O turnuvada final oynayan Almanya'nın futbol yöneticileri ise çok farklı şeyler konuşuyorlardı.Çok kötü oynuyoruz, yeni ve yetenekli oyuncu çıkartamıyoruz diye teşhis konuldu ve futbolda devrimin temelleri atıldı.İkinci olmuşsunuz lan, bi sevinin ne biçim adamlarsınız diyesi geliyor tabi insanın.Ama onlar biliyorlardı ki zaman çabuk geçiyor bunlar geçici başarılar.10 sene sonra ne duruma gelebileceklerini gördüler ( evet şu an bizim durumumuza bakıp çok şükür gerçeği görmüşüz diyorlardır :) ) ve devrimi başlattılar.

Gelelim bugüne, bunları niye yazdım?Çünkü yine benzer bir başarı söz konusu.Şimdi sonucu bir kenara bırakıp takımları inceleyelim.Ercan abi Schalke'nin oyuncularından bahsederken, bize çok garip gelen 18, 19 gibi yaşlarda olduklarından bahsetti.Draxler diye bir oyuncu seyrettik ve henüz 19 yaşında olduğunu öğrendik.Burak ve Selçuk ise bu seviyelerde oynamak için 25,26 yaşlarını beklemek zorunda kaldılar.O da ülkenin en iyi t.direktörleriyle çalışma ve en iyi takımlarında oynama fırsatı buldukları için.Birçok yetenekli oyuncumuz bu süreçten geçmediği için, isimlerini duyuramıyorlar bile.

Evet Schalke henüz yapılanma sürecinden geçen, birçok oyuncusu 18,19 yaşlarında bir takım, bizim ülkemizin en iyi takımıyla başa baş, bence daha iyi oyunlar oynadı.Huntelaar ve Jones oynasaydı bence turu geçerlerdi ki çok da önemli değil bu.Çünkü 3 sene sonra onlar yine çeyrek finali görürken biz niye bu haldeyiz diye birbirimizi yiyeceğiz.Evet gerçek malesef bu.Oyuncu yetiştirmeyip Almanya'dan alan bir ülke olarak hakettiğimiz de bu.İyileri zaten orda kalıyor biz de ihraç fazlasını alıyoruz.Sonra da bu takımlarla yarışmaya çalışıyoruz.Denklem bu kadar basit.Ham madde verip son ürün alma durumu futbolda yaşanıyor.tabi ki sonucu da şüphesiz hüsran olacak.Bu şekilde hep 2.sınıf bir futbol ülkesi olarak kalacağız.Maddi gücü yüksek takımlarımız da zaman zaman böyle başarılar yakalayıp bizi oyalayacak.Trabzonspor olarak ise hiç şansımız yok.Bu sistemde kaldıkça, emeğe, gerçek bilgiye değer vermedikçe gerçek başarıyı mutluluğu yakalayamayacağız.

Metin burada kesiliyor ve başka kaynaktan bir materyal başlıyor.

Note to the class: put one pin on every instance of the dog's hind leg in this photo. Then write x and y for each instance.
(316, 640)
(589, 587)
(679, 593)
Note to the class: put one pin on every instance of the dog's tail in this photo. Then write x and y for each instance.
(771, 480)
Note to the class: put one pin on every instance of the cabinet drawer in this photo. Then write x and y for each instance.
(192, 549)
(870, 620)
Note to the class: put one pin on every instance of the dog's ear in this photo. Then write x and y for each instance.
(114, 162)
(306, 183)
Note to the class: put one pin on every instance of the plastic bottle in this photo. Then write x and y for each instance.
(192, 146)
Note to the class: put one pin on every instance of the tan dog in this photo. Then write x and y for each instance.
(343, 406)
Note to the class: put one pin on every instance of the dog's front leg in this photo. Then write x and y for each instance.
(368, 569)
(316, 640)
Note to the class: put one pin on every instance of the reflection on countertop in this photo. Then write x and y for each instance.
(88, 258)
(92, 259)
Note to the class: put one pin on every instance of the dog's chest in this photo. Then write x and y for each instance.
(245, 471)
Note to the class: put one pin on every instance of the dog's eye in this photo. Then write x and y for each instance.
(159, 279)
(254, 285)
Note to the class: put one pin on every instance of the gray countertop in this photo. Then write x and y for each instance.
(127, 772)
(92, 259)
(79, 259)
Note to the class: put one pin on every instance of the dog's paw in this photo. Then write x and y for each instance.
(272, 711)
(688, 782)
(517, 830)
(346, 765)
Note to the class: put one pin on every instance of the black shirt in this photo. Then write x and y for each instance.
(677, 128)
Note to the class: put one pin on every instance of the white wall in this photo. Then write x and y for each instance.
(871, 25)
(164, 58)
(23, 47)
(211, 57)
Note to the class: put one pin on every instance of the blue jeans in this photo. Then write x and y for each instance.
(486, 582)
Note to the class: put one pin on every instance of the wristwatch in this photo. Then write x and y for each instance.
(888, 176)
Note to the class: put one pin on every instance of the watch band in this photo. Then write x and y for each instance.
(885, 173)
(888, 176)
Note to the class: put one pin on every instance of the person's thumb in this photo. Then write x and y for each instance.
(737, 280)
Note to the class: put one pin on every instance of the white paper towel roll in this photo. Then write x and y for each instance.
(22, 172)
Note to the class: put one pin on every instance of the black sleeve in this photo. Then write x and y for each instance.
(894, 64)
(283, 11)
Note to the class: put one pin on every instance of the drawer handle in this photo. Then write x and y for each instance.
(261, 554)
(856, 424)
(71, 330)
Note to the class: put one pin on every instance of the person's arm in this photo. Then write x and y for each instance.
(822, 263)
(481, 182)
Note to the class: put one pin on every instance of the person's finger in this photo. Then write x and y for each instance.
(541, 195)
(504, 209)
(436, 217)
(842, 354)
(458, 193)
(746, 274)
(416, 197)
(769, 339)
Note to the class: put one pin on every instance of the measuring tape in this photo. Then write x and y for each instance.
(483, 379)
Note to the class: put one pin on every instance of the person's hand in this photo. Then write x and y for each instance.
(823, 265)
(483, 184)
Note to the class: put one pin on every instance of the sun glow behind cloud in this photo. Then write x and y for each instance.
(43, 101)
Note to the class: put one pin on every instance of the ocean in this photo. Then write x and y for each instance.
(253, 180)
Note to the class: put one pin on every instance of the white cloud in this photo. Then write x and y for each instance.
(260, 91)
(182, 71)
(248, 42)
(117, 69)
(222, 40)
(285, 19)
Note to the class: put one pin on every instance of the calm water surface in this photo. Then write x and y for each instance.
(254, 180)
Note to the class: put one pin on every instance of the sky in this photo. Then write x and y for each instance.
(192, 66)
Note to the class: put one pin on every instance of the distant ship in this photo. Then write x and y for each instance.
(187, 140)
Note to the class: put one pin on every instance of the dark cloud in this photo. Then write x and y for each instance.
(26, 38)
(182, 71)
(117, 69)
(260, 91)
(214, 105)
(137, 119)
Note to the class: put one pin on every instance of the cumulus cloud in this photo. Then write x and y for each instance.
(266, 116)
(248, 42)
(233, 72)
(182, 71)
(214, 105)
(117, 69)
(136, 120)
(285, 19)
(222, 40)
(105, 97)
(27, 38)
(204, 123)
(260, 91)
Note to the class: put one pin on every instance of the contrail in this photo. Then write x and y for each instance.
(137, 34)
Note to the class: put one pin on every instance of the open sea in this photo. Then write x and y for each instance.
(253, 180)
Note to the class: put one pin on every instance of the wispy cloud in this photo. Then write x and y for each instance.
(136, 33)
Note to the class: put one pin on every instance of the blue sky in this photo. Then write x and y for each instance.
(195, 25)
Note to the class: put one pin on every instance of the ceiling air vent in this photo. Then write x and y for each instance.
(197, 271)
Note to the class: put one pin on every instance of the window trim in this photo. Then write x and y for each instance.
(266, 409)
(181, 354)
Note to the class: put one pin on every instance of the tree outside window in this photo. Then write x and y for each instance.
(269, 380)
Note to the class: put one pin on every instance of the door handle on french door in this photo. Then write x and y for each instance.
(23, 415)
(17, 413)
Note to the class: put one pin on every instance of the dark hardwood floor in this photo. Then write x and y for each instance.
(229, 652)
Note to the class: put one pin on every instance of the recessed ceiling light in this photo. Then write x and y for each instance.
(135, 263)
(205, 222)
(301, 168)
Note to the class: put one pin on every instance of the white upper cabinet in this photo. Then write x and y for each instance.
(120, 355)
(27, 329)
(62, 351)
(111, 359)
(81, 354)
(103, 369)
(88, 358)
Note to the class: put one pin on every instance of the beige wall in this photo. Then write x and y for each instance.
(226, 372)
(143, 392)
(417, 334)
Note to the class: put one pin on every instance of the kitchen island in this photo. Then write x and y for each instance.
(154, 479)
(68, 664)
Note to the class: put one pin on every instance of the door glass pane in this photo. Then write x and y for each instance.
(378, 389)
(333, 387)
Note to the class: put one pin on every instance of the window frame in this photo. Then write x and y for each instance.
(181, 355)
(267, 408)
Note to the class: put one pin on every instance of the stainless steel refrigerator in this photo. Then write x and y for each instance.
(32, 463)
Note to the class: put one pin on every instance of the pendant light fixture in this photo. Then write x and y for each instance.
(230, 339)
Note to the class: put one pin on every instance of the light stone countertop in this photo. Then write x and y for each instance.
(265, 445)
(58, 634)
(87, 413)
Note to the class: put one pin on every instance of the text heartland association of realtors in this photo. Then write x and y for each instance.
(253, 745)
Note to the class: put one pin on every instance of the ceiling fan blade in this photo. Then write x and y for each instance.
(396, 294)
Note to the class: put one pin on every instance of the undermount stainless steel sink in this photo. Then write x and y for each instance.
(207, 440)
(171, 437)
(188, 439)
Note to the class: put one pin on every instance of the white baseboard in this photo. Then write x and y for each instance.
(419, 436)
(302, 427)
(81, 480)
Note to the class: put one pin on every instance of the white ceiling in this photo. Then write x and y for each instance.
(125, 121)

Bakın arkadaşlar, bilgi kimsenin tekelinde değil.Antreman bilimi, futbol bilgisi herkese açık.Doğru uygulandığında karadeniz topraklarından çok güzel ürünler alınabilir.Bu sistem ise her zaman büyük takımları kutsayacak, bizim gibi sisteme karşı olanlar, bu düzende kalmaya devam ettikçe başarısızlığa mahkum olacaklar.

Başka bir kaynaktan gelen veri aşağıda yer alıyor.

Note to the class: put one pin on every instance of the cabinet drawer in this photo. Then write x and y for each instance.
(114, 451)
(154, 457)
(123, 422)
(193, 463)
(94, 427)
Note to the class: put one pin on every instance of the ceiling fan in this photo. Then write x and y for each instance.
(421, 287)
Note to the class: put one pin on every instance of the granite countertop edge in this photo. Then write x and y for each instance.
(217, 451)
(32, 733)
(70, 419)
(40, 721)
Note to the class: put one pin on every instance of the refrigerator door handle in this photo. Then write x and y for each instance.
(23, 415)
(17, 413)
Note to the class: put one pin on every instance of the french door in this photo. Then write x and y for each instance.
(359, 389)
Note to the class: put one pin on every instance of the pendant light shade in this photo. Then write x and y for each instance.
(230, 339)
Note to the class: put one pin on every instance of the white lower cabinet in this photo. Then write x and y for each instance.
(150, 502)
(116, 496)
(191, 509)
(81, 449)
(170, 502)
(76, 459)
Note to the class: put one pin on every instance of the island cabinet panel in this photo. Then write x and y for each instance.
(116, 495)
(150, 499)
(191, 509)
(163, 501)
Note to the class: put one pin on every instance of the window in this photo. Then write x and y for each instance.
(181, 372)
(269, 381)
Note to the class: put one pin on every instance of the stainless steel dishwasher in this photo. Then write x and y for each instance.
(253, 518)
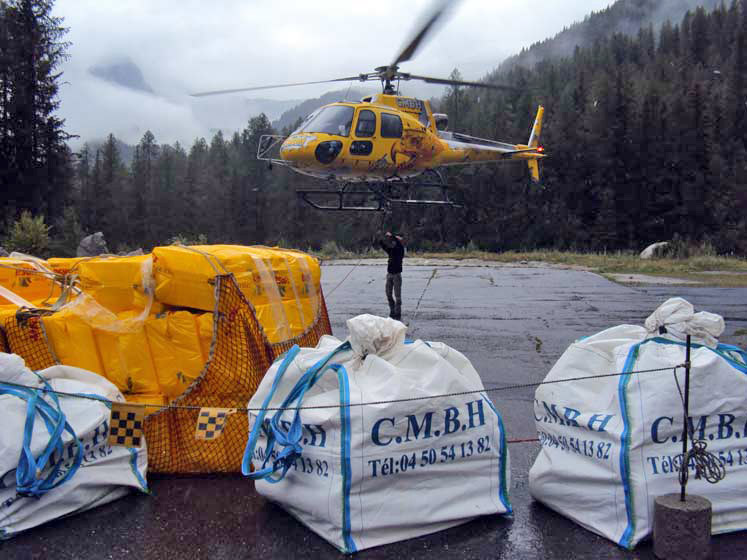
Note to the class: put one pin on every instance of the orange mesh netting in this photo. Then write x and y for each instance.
(240, 354)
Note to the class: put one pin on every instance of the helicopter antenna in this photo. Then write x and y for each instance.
(350, 85)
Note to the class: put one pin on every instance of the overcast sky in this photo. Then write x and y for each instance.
(184, 46)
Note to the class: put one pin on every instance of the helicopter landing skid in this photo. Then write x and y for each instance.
(378, 197)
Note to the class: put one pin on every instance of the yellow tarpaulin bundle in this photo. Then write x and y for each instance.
(177, 350)
(282, 285)
(117, 283)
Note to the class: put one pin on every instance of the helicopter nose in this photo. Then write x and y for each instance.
(327, 151)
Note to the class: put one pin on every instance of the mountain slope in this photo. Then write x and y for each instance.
(624, 16)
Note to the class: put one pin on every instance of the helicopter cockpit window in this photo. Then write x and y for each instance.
(366, 124)
(337, 120)
(391, 126)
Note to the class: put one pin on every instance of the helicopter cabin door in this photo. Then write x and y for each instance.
(372, 141)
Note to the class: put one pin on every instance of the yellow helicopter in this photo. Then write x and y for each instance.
(386, 142)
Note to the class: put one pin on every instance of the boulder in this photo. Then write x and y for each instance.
(92, 245)
(654, 250)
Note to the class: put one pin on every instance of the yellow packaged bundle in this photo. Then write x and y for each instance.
(29, 279)
(73, 341)
(127, 359)
(205, 332)
(117, 283)
(155, 402)
(176, 348)
(64, 265)
(282, 285)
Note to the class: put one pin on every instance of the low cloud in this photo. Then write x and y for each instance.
(183, 46)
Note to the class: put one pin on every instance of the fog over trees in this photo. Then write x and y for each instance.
(646, 135)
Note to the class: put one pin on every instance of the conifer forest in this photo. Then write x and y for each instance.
(646, 136)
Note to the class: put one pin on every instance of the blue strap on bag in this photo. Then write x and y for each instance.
(29, 479)
(286, 438)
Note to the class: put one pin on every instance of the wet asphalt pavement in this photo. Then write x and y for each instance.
(511, 322)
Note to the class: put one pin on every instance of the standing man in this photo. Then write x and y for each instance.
(394, 247)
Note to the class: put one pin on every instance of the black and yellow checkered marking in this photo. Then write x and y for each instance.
(126, 425)
(211, 421)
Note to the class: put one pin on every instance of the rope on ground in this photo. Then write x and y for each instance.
(417, 307)
(350, 405)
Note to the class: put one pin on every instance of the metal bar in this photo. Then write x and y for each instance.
(686, 415)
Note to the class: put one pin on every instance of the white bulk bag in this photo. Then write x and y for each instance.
(608, 444)
(362, 475)
(54, 456)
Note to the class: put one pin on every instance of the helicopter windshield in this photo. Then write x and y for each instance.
(337, 119)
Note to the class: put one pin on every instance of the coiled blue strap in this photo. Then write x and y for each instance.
(29, 479)
(287, 438)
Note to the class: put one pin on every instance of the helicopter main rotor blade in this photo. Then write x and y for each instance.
(361, 77)
(447, 82)
(407, 53)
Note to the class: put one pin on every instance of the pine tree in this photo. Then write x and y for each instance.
(36, 173)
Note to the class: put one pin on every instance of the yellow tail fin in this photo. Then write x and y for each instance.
(537, 128)
(534, 143)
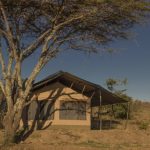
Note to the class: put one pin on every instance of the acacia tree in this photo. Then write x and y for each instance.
(51, 26)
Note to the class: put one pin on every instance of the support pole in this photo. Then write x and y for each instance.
(71, 84)
(90, 99)
(128, 107)
(100, 117)
(83, 89)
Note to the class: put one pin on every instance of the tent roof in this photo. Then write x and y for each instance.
(78, 85)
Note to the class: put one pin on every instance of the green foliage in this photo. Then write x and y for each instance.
(120, 110)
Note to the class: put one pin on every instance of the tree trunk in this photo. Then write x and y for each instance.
(11, 125)
(9, 134)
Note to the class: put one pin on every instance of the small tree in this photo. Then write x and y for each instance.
(50, 27)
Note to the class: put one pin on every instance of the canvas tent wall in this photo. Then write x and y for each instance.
(69, 92)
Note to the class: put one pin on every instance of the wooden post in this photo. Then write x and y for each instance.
(83, 89)
(128, 104)
(100, 117)
(71, 84)
(90, 99)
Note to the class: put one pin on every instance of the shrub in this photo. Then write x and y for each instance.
(143, 125)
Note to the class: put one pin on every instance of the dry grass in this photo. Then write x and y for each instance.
(82, 138)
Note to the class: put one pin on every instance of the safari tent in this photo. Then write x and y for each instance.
(65, 99)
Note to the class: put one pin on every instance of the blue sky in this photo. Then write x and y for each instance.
(131, 60)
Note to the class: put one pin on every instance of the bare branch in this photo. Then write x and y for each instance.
(9, 35)
(2, 62)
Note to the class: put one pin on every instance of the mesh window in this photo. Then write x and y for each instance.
(41, 110)
(71, 110)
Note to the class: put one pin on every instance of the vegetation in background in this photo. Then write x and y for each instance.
(119, 110)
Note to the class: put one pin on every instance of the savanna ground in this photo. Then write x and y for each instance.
(135, 137)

Hatırlarsınız 2009 ve devamında 2010 ve 2011 yıllarında büyük heyecan ve enerjimiz vardı ve iyi de bir takım kurmuştuk.Oyuncularımızın gelişmesi için 2 senemizi feda etmiştik.Sonunda da belli bir başarıya ulaştık (malum süreci anlatmaya gerek yok heralde).Sonra ne oldu, sistemin daimi kazananları gelip, binbir emekle,sabırla yetişen oyuncuları önümüze 3 kuruş atarak, profösyönellik diyerek(gerçek anlamı çok farklıdır) koparttılar takımımızdan.Sonra sitemi kuranlar es geçilerek, bize oyuncuları suçlamamız, onlara ise bizim, yöneticilerimizin, t.direktörümüzün suçlu olduğu söylendi.Bütün enerjimiz gereksiz kavgalarda harcandı.Bu arada gerçek aktörler kapılar ardından halimize güldü.O kadar emek kağıt parçalarıyla yer değiştirdi.(Kağıt parçası diyorum çünkü o para en ufak fayda vermedi bize hatta zararı oldu, aldığımız futbolcuları gönderemiyoruz :) ).Geldiğimiz noktada da bizim kısmi başarımız onların daimi başarısına dönüşmüş oldu.Bu süreç bu kadar açıktır.Defalarca tekrarlanmıştır ve biz gerçek sebepleri görmedikçe de gelecekte yine tekrarlanacaktır.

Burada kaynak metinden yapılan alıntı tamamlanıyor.